An Afghan judge has sentenced a mullah, accused of raping a 10-year-old girl, to 20 years in prison and slapped him with over $30,000 in fines. 

The New York Times reports Judge Mohammad Suliman Rasuli sentenced the mullah, Mohammad Amin, after he tried to rely on a Shariah law defense that would have classified the crime as adultery rather than rape. 

Amin confessed to the incident but claimed the girl had seduced him and that she was believed to be over 17 which is the age of consent under Shariah law, a strict form of Islamic law. Amin’s defense team claimed that the encounter should have been considered adultery and the mullah should only be sentenced for that crime and given 100 lashes. 

Rasuli dismissed the claim.

“She cannot commit adultery; she is a child,” he said from the bench in the country’s capital of Kabul. “This is rape.”

The rape occurred in May in the small village of Kunduz. Amin was a local mullah teaching religious studies to a group of girls. He reportedly asked the group to stay behind after class one day to do some cleaning. Then, when the three girls were about to leave, Amin reportedly asked the victim to stay. Investigators and prosecutors said there was evidence that Amin bound the girl’s hands and taped her mouth shut before he raped her.

The girl, who was in court during the testimony and read of Amin’s earlier admission, lashed out at her attacker. 

“Hey liar, hey liar,” she said. “God hate you, you are dirt, you are dirt, you are a vampire.

“You shamed me, liar, you destroyed my life, you brought shame to my father,” she yelled out at another time. “Please, director, hang him.”

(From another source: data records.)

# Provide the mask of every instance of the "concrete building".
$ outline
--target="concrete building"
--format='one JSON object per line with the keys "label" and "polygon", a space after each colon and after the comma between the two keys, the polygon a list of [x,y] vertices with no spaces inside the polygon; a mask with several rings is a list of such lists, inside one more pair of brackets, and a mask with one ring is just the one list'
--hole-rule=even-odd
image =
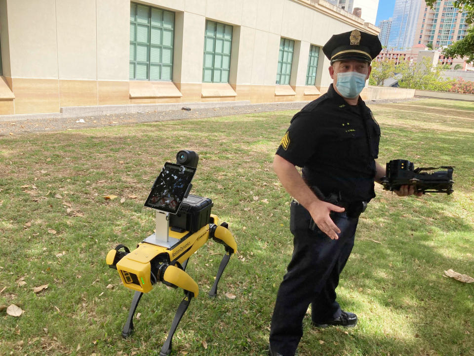
{"label": "concrete building", "polygon": [[468,27],[465,22],[466,12],[459,12],[453,2],[438,0],[432,9],[423,1],[415,43],[431,43],[434,48],[441,49],[464,38]]}
{"label": "concrete building", "polygon": [[360,18],[366,22],[375,23],[379,0],[328,0],[332,4],[353,13],[354,9],[359,8],[361,11]]}
{"label": "concrete building", "polygon": [[312,100],[355,28],[379,32],[324,0],[0,0],[0,115]]}
{"label": "concrete building", "polygon": [[407,50],[415,43],[415,33],[422,0],[396,0],[387,47]]}
{"label": "concrete building", "polygon": [[389,48],[383,49],[374,60],[380,62],[386,59],[393,60],[395,61],[396,64],[398,64],[402,61],[416,63],[418,58],[420,57],[420,53],[422,52],[423,52],[423,55],[425,56],[428,55],[426,54],[427,52],[437,53],[435,56],[433,57],[433,58],[435,58],[435,64],[449,64],[450,68],[452,69],[454,69],[457,64],[460,64],[461,66],[461,70],[464,71],[469,70],[469,66],[464,61],[464,59],[460,58],[452,58],[451,57],[445,58],[444,56],[441,54],[439,51],[429,50],[426,45],[423,44],[415,44],[411,48],[406,50],[391,50]]}
{"label": "concrete building", "polygon": [[388,20],[383,20],[379,22],[379,39],[383,47],[387,47],[389,44],[389,37],[390,36],[390,30],[392,28],[392,17]]}

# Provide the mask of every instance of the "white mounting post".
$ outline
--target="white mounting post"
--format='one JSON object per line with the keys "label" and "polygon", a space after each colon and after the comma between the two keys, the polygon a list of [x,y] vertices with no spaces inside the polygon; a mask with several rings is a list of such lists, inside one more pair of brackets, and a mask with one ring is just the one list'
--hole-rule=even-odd
{"label": "white mounting post", "polygon": [[169,236],[169,213],[157,210],[155,233],[143,240],[152,245],[170,248],[179,240]]}

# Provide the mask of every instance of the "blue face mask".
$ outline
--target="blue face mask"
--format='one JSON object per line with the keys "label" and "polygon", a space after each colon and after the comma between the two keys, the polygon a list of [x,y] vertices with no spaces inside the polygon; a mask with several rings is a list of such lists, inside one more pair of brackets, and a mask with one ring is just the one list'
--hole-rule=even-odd
{"label": "blue face mask", "polygon": [[366,74],[357,72],[336,73],[336,88],[341,95],[349,99],[357,97],[365,86]]}

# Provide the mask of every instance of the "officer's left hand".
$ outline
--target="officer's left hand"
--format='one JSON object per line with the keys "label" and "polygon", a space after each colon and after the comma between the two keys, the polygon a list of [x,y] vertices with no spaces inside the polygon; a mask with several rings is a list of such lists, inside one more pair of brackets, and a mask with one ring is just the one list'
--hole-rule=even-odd
{"label": "officer's left hand", "polygon": [[398,196],[407,196],[408,195],[416,195],[421,196],[423,195],[423,192],[415,192],[415,187],[413,185],[402,185],[398,190],[394,190]]}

Horia Mosadiq, an Afghanistan researcher with Amnesty International told CNN the case underscored the brutality many women and children suffer in the country.

“This case shows the level of cruelty that children in Afghanistan face,” she said. “This is not an isolated case.”

Others applauded the judge’s conviction and sentence, saying it was a step forward for human rights in Afghanistan.

“It makes us believe and trust more in the justice system in the country,” said Naheed Samadi Bahram, program director for Women for Afghan Women. “A little young girl from a far province gets justice for herself, this is amazing. This is a success for human rights in the country.”

Mohammad Rasoul, the girl’s uncle, also praised the sentence.

“We welcome the decision by the judge as that is the maximum punishment he could be given according to our country's law,” he told The Associated Press.